I have a day off from work and I’ve been listening to spiritual teachers on the Internet all morning. Now I’m full.

They all teach that nothing is real but the present now. They talk about the now much in the same way as the Christians talk about Jesus. They are forming a new religious cult. In a way they are right, I suppose, but they forget that the human brain is wired to plan for the future. The planing function is in our biology and has helped us to survive through two hundred thousand years. To denounce the planing function would be like if a bird denounced its wings. And they also forget that the present now is also a mental construct? Everything is mental constructions in the brain.

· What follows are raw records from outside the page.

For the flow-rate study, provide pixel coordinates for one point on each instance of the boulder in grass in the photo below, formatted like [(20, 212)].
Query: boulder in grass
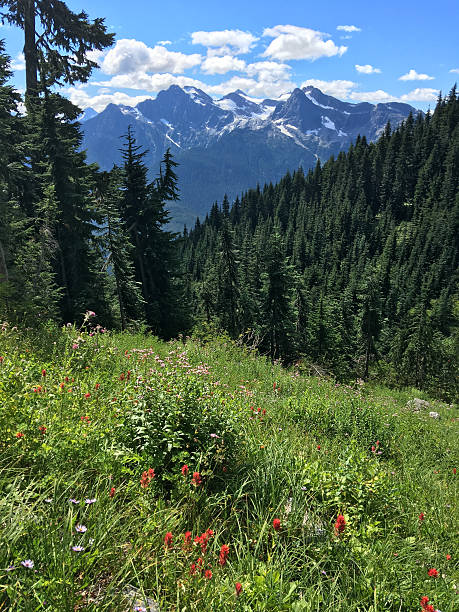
[(417, 405)]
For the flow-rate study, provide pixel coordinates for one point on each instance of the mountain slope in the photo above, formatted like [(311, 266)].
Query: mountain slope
[(225, 146)]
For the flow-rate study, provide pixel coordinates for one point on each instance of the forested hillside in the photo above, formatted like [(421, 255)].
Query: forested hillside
[(73, 238), (352, 264)]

When you, for example, hear something, the sound has to travel to your ears and then from your ears, along the nerves, and then it has to be processed in the brain before you can notice it. What you hear belongs to the past. What you perceive as the present now is actually something that happened in the past.

And ponder this: When you look at a beautiful sunset, the sun may have exploded five minutes ago but you are not aware of it because it takes eight minutes for the sun rays to reach you. And if you look at a twinkling star it might be a galaxy that disappeared a million years ago.

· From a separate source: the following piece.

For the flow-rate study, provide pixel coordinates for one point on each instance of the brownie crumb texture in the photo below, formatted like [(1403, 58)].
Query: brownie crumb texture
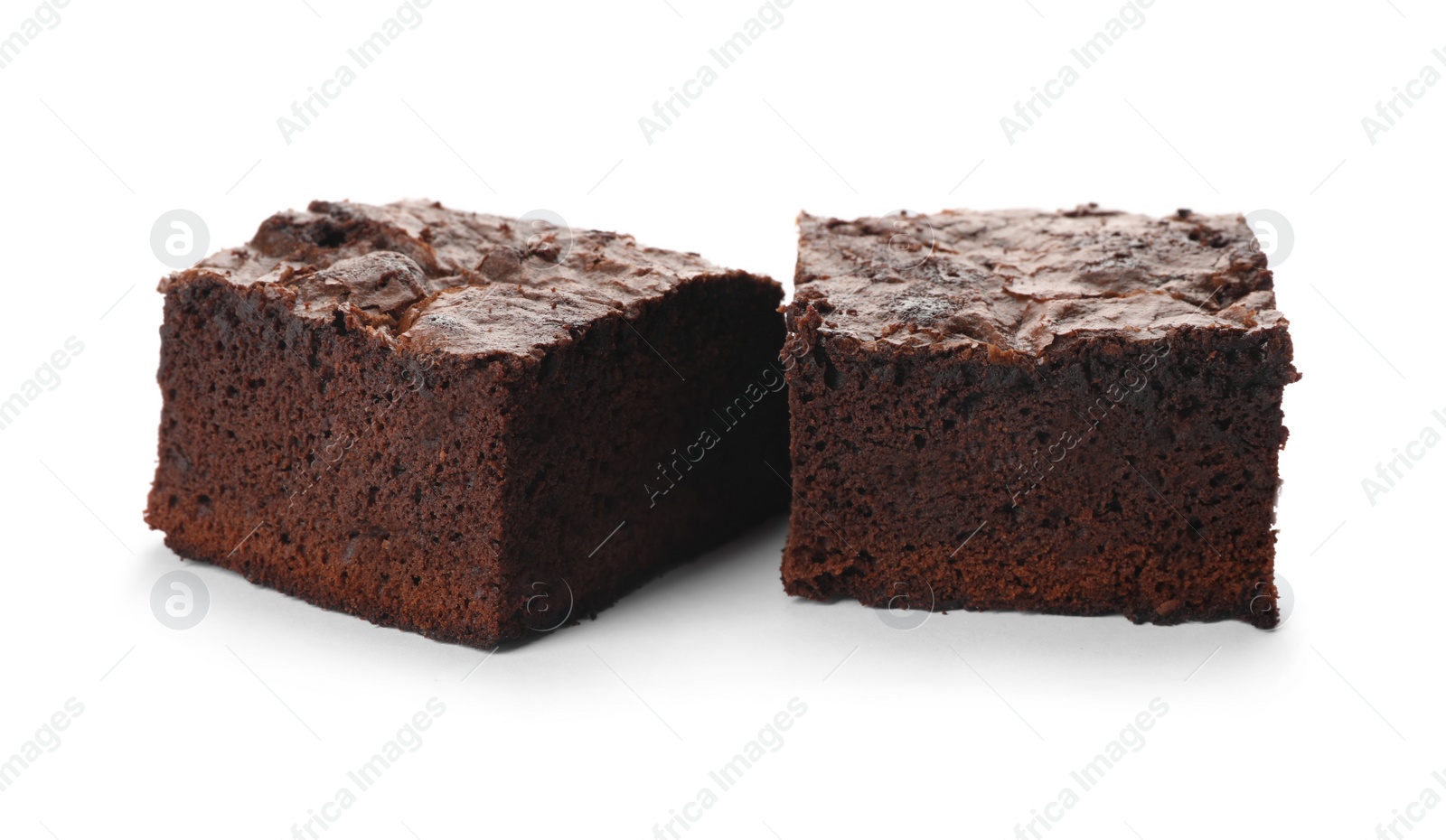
[(463, 425), (1067, 412)]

Twenty years ago Benjamin Libet made neuropsychological experiments and was able to show that the will to act, for example move a finger, will start 200 milliseconds before you are aware of it. You feel that you are voluntarily moving your finger, but the brain has already started the process 200 milliseconds before your conscious act of moving it. Isn’t this weird information?

Maps are useful but they are not the territory. We mistake the map for the territory. We are obsessed with our different maps, spiritual maps, political maps, scientific maps. My map is better than your map. Nobody is looking at the territory. This is our problem, not our capacity to plan for the future. If we are completely engrossed in our maps we don't even notice what the world is like around us. To wake up for a moment, I think, is to put away the map and take a look at the trees and the birds, the sun and the moon and the stars, the traffic jams and the stressed out people in the commuter trains, all the horrors on the evening news on TV, whatever is there in front of us.